Applied a training-and-test regimen. 

In [49]:
#code from #Géron, Aurélien. Hands-On Machine Learning with Scikit-Learn
# and TensorFlow (p. 85). O'Reilly Media. Kindle Edition. 
start_time2 = time.clock() #start timing
from sklearn.model_selection import StratifiedKFold 
from sklearn.base import clone 
skfolds = StratifiedKFold( n_splits = 3, random_state = RANDOM_SEED) 
for train_index, test_index in skfolds.split( X_train, y_train): 
        clone_rnd_clf_PCA = clone(rnd_clf_PCA) 
        X_train_folds2 = X2_train[ train_index] 
        y_train_folds2 = y2_train[ train_index] 
        X_test_fold2 = X2_train[ test_index] 
        y_test_fold2 = y2_train[ test_index] 
        
        clone_rnd_clf_PCA.fit( X_train_folds2, y_train_folds2) 
        y_pred2 = clone_rnd_clf_PCA.predict( X_test_fold2)
        score = f1_score(y_test_fold2, y_pred2, average=None)
         
        print('\nf1 score:', score)
        
end_time_2 = time.clock()

runtime_2= end_time_2 - start_time2  # seconds of wall-clock time

print (runtime_2)



f1 score: [0.8964113  0.90838876 0.81417245 0.77209914 0.79471545 0.65415929
 0.84894186 0.84523261 0.75414013 0.73221076]

f1 score: [0.89354005 0.90484282 0.81346495 0.75219158 0.80565553 0.62664298
 0.86329176 0.84764543 0.72755498 0.74677886]

f1 score: [0.89368259 0.90539683 0.80191532 0.76993664 0.81082488 0.66689373
 0.86051661 0.84688441 0.7734355  0.75226425]
304.6645104143645


In [51]:
#code from #Géron, Aurélien. Hands-On Machine Learning with Scikit-Learn
# and TensorFlow (p. 85). O'Reilly Media.
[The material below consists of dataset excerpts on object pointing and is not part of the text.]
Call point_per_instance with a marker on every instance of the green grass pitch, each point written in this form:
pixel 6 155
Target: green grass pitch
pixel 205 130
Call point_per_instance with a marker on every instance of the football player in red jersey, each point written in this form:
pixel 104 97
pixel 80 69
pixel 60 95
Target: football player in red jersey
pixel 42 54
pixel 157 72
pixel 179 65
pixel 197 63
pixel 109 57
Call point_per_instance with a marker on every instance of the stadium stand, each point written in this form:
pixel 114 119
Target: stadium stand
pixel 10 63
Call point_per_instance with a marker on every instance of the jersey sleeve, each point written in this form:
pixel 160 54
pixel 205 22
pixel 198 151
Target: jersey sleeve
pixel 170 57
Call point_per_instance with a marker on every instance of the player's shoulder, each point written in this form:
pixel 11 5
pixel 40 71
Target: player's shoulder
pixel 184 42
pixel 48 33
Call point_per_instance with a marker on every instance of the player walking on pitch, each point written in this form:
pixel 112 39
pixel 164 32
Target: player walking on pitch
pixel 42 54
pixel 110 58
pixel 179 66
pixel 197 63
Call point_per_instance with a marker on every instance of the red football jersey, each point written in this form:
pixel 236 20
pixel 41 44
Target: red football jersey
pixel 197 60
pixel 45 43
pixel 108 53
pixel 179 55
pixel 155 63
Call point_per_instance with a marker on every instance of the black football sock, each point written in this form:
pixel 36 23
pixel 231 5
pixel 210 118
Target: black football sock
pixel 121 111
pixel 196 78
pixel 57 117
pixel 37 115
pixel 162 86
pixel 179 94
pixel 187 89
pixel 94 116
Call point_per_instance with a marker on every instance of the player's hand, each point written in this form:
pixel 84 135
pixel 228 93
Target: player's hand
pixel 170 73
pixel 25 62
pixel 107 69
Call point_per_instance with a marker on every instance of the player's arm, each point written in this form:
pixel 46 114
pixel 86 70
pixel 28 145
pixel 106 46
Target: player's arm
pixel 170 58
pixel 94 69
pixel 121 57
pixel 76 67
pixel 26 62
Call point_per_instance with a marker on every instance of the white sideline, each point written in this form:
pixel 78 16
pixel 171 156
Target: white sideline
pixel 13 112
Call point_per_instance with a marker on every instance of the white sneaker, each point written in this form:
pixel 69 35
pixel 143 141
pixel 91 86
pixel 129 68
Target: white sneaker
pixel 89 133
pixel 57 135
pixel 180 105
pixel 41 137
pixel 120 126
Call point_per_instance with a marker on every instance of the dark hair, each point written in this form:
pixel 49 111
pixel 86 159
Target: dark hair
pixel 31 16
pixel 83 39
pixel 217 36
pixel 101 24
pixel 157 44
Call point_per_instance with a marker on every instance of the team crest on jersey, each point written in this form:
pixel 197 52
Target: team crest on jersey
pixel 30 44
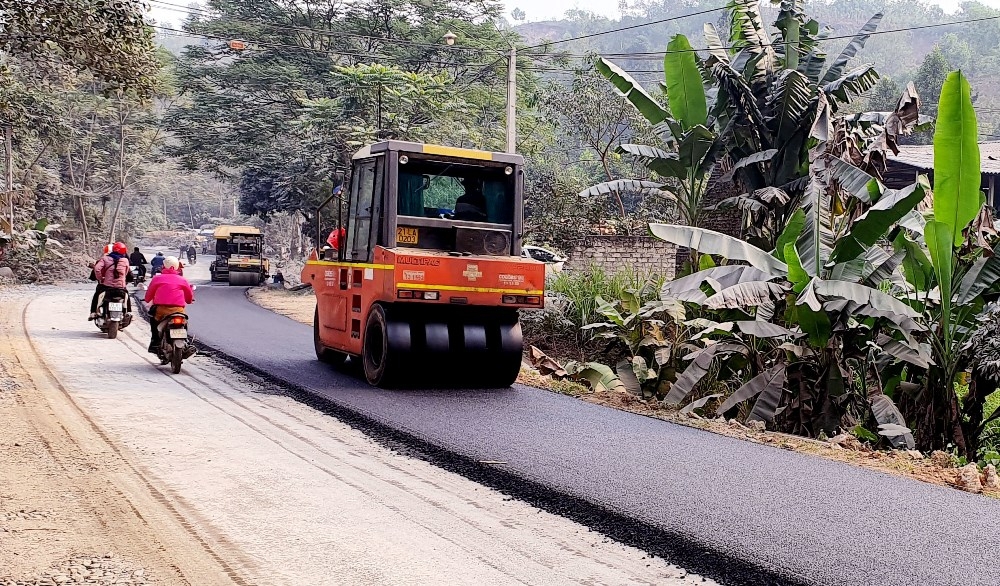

Kindle Edition. 
start_time_RFC_PCA2 = time.clock() #start timing

from sklearn.model_selection import StratifiedKFold 
from sklearn.base import clone 
skfolds = StratifiedKFold( n_splits = 3, random_state = RANDOM_SEED) 
for train_index, test_index in skfolds.split( X2_train, y2_train): 
        clone_rnd_clf_PCA = clone(rnd_clf_PCA) 
        X_train_folds2 = X2_train[ train_index] 
        y_train_folds2 = y2_train[ train_index] 
        X_test_fold2 = X2_train[ test_index] 
        y_test_fold2 = y2_train[ test_index] 
        
        clone_rnd_clf_PCA.fit( X_train_folds2, y_train_folds2) 
        y_pred2 = clone_rnd_clf_PCA.predict( X_test_fold2)
        score = f1_score(y_test_fold2, y_pred2, average=None)
         
        print('\nf1 score:', score)
        
end_time_RFC_PCA2 = time.clock()

runtime_RFC_PCA2 = end_time_RFC_PCA2 - start_time_RFC_PCA2  # seconds of wall-clock time

print ('Total time:', runtime_RFC_PCA2)


f1 score: [0.89662231 0.91213749 0.80933466 0.76606795 0.79601736 0.64388869
 0.84522934 0.83773238 0.75213675 0.74004809]

f1 score: [0.88606939 0.90641654 0.80450358 0.75374732 0.80915638 0.6405868
 0.85992218 0.84708625 0.72202532 0.75358471]

f1 score: [0.89233153 0.90418526 0.8        0.76366805 0.8061117  0.67559217
 0.86336925 0.84790698 0.75918367 0.73489583]
Total time: 296.55112892061516


From a management perspective, the predictive accuracy of models must be weighed against the costs of model development and implementation. When running the test and learn regimen, the model using the reduced explanatory variables ran faster and had a high level of accuracy compared to the model using all explanatory variables. I would recommend that management pursue the PCA method as it reduces the amount variables for a simpler model, but it takes less computing power and less time to run while maintaining accuracy.